"Hash" is really a broad term with different formal meanings in different contexts, so there's not a single perfect answer to your question. But I'll try. You'll get more familiar with it throughout your career as you see more examples.
Generally "hash" in CS refers to a function $f$, such as a "hash function", that takes as input objects and outputs a string or number. The input objects are usually structured things we know and love such as strings, integers, or bigger "objects". The output is usually some useful, small, but relatively unique string or number for that input. The noun "hash" often refers to this output. The verb "hash" often means "apply a hash function".
Generally this hash function $f$ has some common properties.

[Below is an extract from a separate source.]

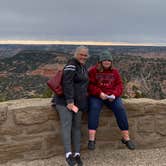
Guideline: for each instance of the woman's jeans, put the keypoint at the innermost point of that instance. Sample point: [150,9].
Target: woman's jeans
[95,106]
[70,128]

One is a sort of randomness or "spreading-out". If I want to hash objects down into 100 buckets (so the output of my hash function is a number from 0-99), then I am usually hoping that about 1/100 objects land in bucket 0, about 1/100 land in bucket 1, and so on. Sometimes this is taken even farther, for instance, in cryptography I may want it to be computationally difficult to find two different inputs that map to the same output. Another is compression. I often want to hash arbitrarily-large inputs down into a constant-size output or fixed number of buckets. A final one is determinism. If you use the same hash function on the same object twice, you want to get the same answer. This may seem to conflict with randomness above, but the solution is to sometimes choose your hash function randomly, but then re-use it over and over.
One common application is in data structures such as a hash table, which are a way to implement dictionaries. Here, you allocate some memory, say, 100 "buckets"; then, when asked to store an (key, value) pair in the dictionary, you hash the key into a number 0-99, and store the pair in the corresponding bucket in memory. The, when you are asked to look up a key, you hash the key into a number 0-99 with the same hash function and check that bucket to see if that key is in there. If so, you return its value.
Note that you could also implement dictionaries in other ways, such as with a binary search tree (if your objects are comparable).
Another practical application is checksums, which are ways to check that two files are the same (for example, the file was not corrupted from its previous version). Because hash functions are very unlikely to map two inputs to the same output, you compute and store a hash of the first file, usually represented as a string. This hash is very small, maybe only a few dozen ascii characters. Then, when you get the second file, you hash that and check that the output is the same. If so, almost certainly it is the exact same file byte-for-byte.